Quand « Baisse de mortalité » rime avec « Expérience du chirurgien » !!

Depuis plusieurs années, nombre d’études ont montré en chirurgie cardiaque comme en chirurgie digestive des taux de mortalité opératoire meilleurs dans les centres à gros volume que dans les petits centres. Cette différence pourrait être le fait de plateaux techniques plus

complets avec par exemple des structures de réanimation plus performantes, mais elle pourrait aussi refléter une meilleure expérience des chirurgiens .Une vaste enquête, publiée dans le New England Journal of Medicine de décembre 2003 (1), a tentée de faire la part des choses .

Patients et méthodes

A partir de la base de données du Medicare, la mortalité de 474018 patients opérés entre 1998 et 1999 a été examinée. Huit types d’intervention étaient analysés : 4 de chirurgie cardio-vasculaire et 4 de chirurgie oncologique : résection pulmonaire, cystectomie, oesophagectomie et résection pancréatique. A travers une analyse statistique, et après ajustement sur les variables démographiques (âge, sexe, race), les relations entre le volume d’interventions réalisées par chirurgien et par hôpital , et la mortalité ont été étudiées. En matière de chirurgie oncologique digestive, un chirurgien était qualifié comme « à gros volume » si il réalisait plus de 6 oesophagectomies par an ou plus de 4 résections du pancréas, un centre était considéré ainsi si plus de 13 oesophagectomies et 11 résections pancréatiques y étaient réalisées par an.

Résultats

Environ 25% des chirurgiens opéraient sur plus d’un site. Il n’y avait pas de différence significative d’age et de sexe entre les patients opérés par des chirurgiens à petit ou gros volume. Le volume de malades opérés par le chirurgien était inversement corrélé à la mortalité opératoire pour les 8 procédures (p=0.003 pour le poumon, p<0.001 pour les autres interventions). Le risque relatif de décès post-opératoires entre chirurgiens à petit et gros volume variait de 1.24 pour la chirurgie pulmonaire à 3.61 pour la résection pancréatique (2.3 pour l’oesophagectomie). De même la mortalité opératoire était statistiquement plus élevée dans les centres à petit volume (sauf pour les endartériectomies). Après ajustement sur le nombre d’interventions réalisées par centre, la différence entre chirurgiens selon le nombre d’interventions persistait pour 7 des 8 interventions, alors qu’après ajustement sur l’activité du chirurgien, l’importance des gros centres n’existait plus que pour 4 interventions (dont la chirurgie pancréatique). Au total, l’importance de l’expérience du chirurgien intervenait pour respectivement 55 % et 46 % du bénéfice attribuée aux gros centres en cas de chirurgie pancréatique ou oesophagienne.

Commentaires

La conclusion principale des auteurs est que les patients peuvent augmenter considérablement leurs chances de survie ( !) en choisissant non seulement de grands centres chirurgicaux mais également en sélectionnant un chirurgien aguerri au type de chirurgie dont ils ont besoin .

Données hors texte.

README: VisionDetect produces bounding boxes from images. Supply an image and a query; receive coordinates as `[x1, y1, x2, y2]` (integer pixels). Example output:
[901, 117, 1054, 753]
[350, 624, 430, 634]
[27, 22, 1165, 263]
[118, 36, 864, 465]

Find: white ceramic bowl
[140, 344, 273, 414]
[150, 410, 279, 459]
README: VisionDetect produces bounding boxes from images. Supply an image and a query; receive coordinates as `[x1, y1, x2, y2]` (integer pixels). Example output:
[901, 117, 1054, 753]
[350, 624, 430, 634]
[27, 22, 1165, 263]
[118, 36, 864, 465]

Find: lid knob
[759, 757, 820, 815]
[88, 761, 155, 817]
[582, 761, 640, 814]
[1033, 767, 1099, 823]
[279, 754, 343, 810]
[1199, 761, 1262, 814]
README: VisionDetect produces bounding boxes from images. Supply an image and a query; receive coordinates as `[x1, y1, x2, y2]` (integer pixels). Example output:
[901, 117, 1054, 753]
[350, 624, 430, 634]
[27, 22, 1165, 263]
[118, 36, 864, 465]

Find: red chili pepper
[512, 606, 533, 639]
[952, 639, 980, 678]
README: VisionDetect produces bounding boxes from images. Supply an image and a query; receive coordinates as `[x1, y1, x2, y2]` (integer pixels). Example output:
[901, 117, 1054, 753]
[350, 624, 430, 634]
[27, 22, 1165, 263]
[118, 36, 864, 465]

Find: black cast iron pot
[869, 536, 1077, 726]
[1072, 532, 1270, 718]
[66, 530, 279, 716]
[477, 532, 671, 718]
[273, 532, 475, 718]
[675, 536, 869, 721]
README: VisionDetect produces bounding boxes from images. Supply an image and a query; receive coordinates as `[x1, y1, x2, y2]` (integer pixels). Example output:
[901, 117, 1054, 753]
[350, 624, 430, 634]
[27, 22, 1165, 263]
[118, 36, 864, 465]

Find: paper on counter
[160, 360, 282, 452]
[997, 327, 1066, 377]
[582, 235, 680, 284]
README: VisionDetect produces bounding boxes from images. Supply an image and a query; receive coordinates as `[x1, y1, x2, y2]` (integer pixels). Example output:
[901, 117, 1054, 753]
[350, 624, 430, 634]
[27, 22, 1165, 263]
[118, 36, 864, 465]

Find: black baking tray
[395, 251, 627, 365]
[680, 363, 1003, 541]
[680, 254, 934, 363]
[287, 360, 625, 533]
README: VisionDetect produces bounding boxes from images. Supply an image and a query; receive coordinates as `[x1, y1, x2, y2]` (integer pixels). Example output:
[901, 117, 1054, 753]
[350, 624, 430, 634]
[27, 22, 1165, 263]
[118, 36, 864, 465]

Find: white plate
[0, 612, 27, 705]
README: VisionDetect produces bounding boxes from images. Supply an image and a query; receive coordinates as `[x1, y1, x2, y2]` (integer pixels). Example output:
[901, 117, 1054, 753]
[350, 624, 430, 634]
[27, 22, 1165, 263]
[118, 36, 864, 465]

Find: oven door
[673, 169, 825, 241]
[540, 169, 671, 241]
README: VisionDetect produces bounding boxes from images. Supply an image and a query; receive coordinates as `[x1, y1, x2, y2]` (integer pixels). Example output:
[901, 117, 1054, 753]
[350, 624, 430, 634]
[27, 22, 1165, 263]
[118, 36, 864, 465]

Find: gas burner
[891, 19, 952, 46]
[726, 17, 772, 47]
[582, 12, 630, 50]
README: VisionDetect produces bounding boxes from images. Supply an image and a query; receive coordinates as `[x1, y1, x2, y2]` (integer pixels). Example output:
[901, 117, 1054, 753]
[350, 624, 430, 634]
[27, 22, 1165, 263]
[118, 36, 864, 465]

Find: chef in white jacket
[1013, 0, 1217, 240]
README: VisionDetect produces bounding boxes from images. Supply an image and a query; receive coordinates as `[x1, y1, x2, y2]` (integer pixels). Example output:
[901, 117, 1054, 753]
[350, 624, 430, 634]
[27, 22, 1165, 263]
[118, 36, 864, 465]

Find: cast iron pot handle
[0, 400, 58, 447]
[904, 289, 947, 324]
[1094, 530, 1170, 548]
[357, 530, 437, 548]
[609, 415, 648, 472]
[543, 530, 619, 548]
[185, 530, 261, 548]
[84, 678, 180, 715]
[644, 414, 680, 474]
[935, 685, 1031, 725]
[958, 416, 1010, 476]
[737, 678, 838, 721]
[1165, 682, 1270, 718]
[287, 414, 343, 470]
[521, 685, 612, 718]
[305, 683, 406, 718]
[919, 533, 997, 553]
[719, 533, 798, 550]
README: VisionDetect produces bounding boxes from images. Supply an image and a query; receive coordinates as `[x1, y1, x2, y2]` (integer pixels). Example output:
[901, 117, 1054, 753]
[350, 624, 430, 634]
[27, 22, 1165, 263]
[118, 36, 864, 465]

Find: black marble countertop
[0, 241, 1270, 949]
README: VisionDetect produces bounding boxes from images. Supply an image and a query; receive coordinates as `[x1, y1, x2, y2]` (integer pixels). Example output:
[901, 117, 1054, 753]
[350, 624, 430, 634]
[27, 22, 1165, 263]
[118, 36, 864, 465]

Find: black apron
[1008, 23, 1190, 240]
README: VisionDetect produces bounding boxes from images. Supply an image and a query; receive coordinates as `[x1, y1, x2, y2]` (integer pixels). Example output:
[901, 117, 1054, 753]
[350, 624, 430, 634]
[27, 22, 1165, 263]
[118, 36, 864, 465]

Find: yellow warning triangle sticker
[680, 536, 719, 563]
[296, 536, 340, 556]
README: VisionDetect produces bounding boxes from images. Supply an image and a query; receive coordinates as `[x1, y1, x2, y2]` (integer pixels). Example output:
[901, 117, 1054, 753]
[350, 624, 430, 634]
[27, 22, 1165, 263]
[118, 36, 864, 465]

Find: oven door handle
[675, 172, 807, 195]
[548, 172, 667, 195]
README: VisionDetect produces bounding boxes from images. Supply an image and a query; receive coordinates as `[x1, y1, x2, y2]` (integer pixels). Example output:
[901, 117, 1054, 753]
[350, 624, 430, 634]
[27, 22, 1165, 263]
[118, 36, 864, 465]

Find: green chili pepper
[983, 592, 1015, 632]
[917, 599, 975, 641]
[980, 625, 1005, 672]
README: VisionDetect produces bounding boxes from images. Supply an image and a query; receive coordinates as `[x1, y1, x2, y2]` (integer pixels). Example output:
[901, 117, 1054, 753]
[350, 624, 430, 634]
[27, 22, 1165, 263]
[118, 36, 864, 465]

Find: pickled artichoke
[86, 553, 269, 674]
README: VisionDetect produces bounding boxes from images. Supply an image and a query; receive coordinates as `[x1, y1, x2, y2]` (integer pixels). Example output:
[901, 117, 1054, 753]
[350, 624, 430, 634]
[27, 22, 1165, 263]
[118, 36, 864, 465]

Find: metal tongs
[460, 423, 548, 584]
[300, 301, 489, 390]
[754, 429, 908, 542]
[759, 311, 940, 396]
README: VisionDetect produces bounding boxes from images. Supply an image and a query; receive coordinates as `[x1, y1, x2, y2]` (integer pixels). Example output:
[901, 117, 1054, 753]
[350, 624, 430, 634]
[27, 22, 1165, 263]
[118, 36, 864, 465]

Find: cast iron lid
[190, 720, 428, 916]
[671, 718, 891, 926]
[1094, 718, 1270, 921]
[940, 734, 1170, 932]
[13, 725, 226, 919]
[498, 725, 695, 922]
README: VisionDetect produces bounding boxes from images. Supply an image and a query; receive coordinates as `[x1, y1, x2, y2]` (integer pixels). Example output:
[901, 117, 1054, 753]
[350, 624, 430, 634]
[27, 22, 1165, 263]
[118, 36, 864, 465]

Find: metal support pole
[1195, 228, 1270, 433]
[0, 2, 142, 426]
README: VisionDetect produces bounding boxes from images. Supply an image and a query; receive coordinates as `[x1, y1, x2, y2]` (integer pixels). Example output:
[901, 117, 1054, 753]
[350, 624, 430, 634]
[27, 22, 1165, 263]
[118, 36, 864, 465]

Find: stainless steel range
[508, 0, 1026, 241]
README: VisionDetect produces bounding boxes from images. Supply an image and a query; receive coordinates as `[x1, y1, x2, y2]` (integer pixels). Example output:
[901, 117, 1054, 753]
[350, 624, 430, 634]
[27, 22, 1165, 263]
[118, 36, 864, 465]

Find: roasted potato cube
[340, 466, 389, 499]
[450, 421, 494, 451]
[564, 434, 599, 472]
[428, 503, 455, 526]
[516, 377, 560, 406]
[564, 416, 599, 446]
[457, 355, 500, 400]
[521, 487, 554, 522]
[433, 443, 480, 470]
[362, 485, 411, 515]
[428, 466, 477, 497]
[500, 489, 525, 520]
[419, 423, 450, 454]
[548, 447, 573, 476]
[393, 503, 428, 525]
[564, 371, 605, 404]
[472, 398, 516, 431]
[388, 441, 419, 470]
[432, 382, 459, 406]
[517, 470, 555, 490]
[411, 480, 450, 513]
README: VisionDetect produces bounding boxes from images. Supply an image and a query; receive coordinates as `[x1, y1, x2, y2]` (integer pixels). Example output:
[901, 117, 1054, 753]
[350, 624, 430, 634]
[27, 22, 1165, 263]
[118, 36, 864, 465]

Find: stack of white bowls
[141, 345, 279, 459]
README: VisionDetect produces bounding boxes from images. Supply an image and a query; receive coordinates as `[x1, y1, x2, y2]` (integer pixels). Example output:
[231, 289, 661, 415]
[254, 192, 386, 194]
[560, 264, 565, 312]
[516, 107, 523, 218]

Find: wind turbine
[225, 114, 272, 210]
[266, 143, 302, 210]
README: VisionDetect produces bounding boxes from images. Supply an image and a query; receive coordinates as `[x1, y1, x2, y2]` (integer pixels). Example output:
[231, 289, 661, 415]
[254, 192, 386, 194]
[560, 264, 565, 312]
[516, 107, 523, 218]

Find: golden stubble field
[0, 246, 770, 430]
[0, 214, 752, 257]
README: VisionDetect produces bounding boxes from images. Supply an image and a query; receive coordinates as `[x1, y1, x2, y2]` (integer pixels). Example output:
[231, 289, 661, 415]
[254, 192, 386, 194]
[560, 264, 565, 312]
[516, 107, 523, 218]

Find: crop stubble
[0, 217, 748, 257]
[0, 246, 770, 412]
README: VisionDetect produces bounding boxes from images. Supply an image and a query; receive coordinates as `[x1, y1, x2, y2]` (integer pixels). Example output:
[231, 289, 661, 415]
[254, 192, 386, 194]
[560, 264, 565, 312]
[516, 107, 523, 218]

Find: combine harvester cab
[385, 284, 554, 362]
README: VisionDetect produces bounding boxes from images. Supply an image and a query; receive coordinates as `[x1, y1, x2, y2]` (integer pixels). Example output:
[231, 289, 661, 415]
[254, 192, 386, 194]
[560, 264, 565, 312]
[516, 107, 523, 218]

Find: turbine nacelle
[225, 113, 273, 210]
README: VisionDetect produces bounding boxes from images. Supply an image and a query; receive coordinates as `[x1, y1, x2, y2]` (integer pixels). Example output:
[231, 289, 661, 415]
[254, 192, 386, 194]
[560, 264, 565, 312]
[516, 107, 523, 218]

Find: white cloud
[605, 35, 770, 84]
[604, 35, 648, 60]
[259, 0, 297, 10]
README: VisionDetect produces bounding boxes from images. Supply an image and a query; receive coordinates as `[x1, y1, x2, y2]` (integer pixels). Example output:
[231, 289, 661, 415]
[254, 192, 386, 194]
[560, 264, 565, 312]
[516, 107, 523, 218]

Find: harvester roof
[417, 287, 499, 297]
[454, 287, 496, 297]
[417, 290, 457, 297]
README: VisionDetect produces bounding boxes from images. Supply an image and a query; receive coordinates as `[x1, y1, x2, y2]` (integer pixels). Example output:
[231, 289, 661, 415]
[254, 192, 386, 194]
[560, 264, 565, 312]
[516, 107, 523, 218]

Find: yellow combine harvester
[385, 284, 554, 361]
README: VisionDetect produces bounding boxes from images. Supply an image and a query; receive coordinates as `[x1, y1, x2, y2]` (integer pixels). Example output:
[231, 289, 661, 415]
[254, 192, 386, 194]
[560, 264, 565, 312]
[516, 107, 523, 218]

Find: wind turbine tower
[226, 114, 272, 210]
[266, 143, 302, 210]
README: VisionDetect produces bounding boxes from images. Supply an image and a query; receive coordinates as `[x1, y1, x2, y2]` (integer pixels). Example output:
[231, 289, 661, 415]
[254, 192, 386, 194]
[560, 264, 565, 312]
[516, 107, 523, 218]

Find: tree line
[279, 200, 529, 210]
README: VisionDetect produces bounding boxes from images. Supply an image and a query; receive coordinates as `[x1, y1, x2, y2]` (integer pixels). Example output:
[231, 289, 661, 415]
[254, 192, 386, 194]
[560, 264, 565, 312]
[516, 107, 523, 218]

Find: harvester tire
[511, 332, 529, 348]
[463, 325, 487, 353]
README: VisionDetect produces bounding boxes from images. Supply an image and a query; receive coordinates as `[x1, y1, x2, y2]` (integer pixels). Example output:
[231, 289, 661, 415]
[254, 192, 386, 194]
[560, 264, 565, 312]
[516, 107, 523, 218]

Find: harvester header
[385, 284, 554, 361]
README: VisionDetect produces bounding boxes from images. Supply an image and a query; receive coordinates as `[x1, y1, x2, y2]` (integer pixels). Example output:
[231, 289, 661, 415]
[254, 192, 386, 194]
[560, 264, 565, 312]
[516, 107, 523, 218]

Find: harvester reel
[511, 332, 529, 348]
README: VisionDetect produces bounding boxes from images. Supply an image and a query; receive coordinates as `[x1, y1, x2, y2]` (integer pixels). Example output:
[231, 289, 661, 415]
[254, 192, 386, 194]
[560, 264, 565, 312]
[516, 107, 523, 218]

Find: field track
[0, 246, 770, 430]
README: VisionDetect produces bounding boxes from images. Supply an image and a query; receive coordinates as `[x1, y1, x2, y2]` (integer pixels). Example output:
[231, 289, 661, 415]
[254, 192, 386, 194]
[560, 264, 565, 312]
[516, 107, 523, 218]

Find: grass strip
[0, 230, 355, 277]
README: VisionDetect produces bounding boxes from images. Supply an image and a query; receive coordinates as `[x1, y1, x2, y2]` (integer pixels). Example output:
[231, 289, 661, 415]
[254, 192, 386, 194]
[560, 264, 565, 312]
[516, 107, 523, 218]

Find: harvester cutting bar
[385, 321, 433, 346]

Ceci plaide à l’évidence pour une spécialisation des équipes chirurgicales à un nombre restreint d’interventions leur permettant d’acquérir et de conserver une expertise optimale.

Les médecins pour leur part doivent réfléchir à la portée de ces statistiques qui devraient logiquement les pousser à confier leurs malades à des chirurgiens expérimentés, formés et rompus à une chirurgie spécifique et exerçant dans le cadre d’unités multi-disciplinaires de façon à éviter toute perte de chance.

Référence

Birkmeyer JD, Stukel TA, Siewers AE et al. Surgeon volume and operative mortality in the United States. N Engl J Med 2003; 349:2117-27.